A dozen questions rushed to my tongue, but I held them back, for he was looking me up and down with a wistful tenderness that seemed to prelude further revelation.

'I’m going to tell you the whole story now,' he said with an effort. 'I promised your father I would. He told me to. And I’d better get it over. Mebbe there’s something in it for you—and mebbe not. But here it is.'

II

'I’ve lived right here since I was a little shaver. My father cleared this land on the Ridge, and as I grew up, I helped him. We were a small family for those days. I was the only boy. There was one sister, Sarah, who keeps house for me now—and Cynthy. Cynthy was an orphan my folks took to raise for company to Sarah. My father was her guardeen and she had two thousand dollars, so it wasn’t charity, you understand. She was the prettiest child, an’ the gentlest, I ever see, with her big brown eyes, her curly bronze hair, an’ her friendly little ways. I made it my business to look after Cynthy, the way a bigger boy will, from the time she come to us. Sometimes Sarah, being larger an’ self-willed, would pick on her a little—an’ then I’d put Sarah in her place mighty sudden. P’raps Cynthy was my romance, for she was a little finer stuff than we were. But I wasn’t a sentimental boy. Quite the other way. Mostly I was counted a handful. You ain’t got anybody in your school as hard to handle as I was when I was a cub.

'When I went to school, I went for the fun of it, and to torment the teacher. I hadn’t another thought in my head. If I didn’t get a lickin' once a week, I thought I was neglected. When I was sixteen, I’d been through Dayboll’s Arithmetic, and I could read and spell a little for my own use, but my spelling wasn’t much good to anybody else. That was all I knew and all I wanted to know. You see, the little I learned was all plastered on the outside, so to speak. It hadn’t called to anything inside me then.

'One fall there come a new teacher to our school, a young fellow earnin' money to get through college. He got on the right side of me somehow. I can’t tell how he did it, because I don’t know. But first he set me studying and then he set me thinking. And I began to work at books from the inside. They weren’t tasks any more. He made me feel like I had a mind and could use it, just like I knew I had strong muscles and could use them. Seemed 's if when I once got started, I couldn’t stop. I got up mornings to study. I studied nights an’ I studied Sundays. There couldn’t nothing stop me. I thought I’d found the biggest thing on earth when I found out how to make my mind work! Jerusalem! Those were days! I was happy then! Sometimes I wonder what the Lord’s got saved up for us in the next world as good as that tasted in this.'

He stopped, threw back his head and drew in a long, ecstatic breath, as though he would taste again the sharp, sweet flavor of that draught.

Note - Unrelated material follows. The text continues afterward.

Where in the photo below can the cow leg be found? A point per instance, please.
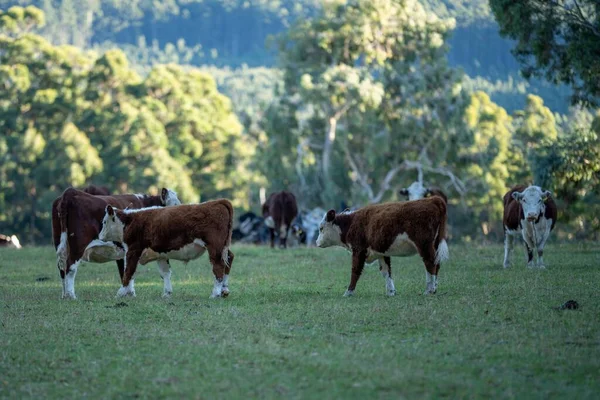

'I studied like that for nigh two years. Then a new idea struck me. It was one spring day. I remember father and I was ploughing for corn. I said, "Father, if I could get a school, I guess I could teach." He hadn’t no more idea I could teach than that I could go to Congress, not a bit; but I finally drilled it into him I was in earnest, and that fall he helped me get a school near home.

'I never did any work as hard as that. It was against me that I was so near home, and everybody knew I’d never studied until just lately. I could tell you stories from now till bedtime about the times I had with the big boys and girls. But I never let go my main idea for a minute—that it wasn’t just so much grammar and 'rithmetic I was tryin' to cram into them, but that I had to show 'em how to sense it all. By and by, one after another found out what I was after. The bright ones took to it like ducks to water. It was just wonderful the work they’d do for me, once they understood.

'A notion took shape in my head. For all I could see, the things to learn were endless. They stretched ahead of me like a sun-path on the water. I thought, "Mebbe I can go on learning all my days. Mebbe I can teach as I learn, so young folks will say of me as I said of my teacher, He showed me how to sense things for myself." That notion seemed wonderful good to me! It grew stronger an’ stronger. It seemed as if I’d fit into such a life the way a key fits in its lock. And I couldn’t see no reason why I shouldn’t put it through.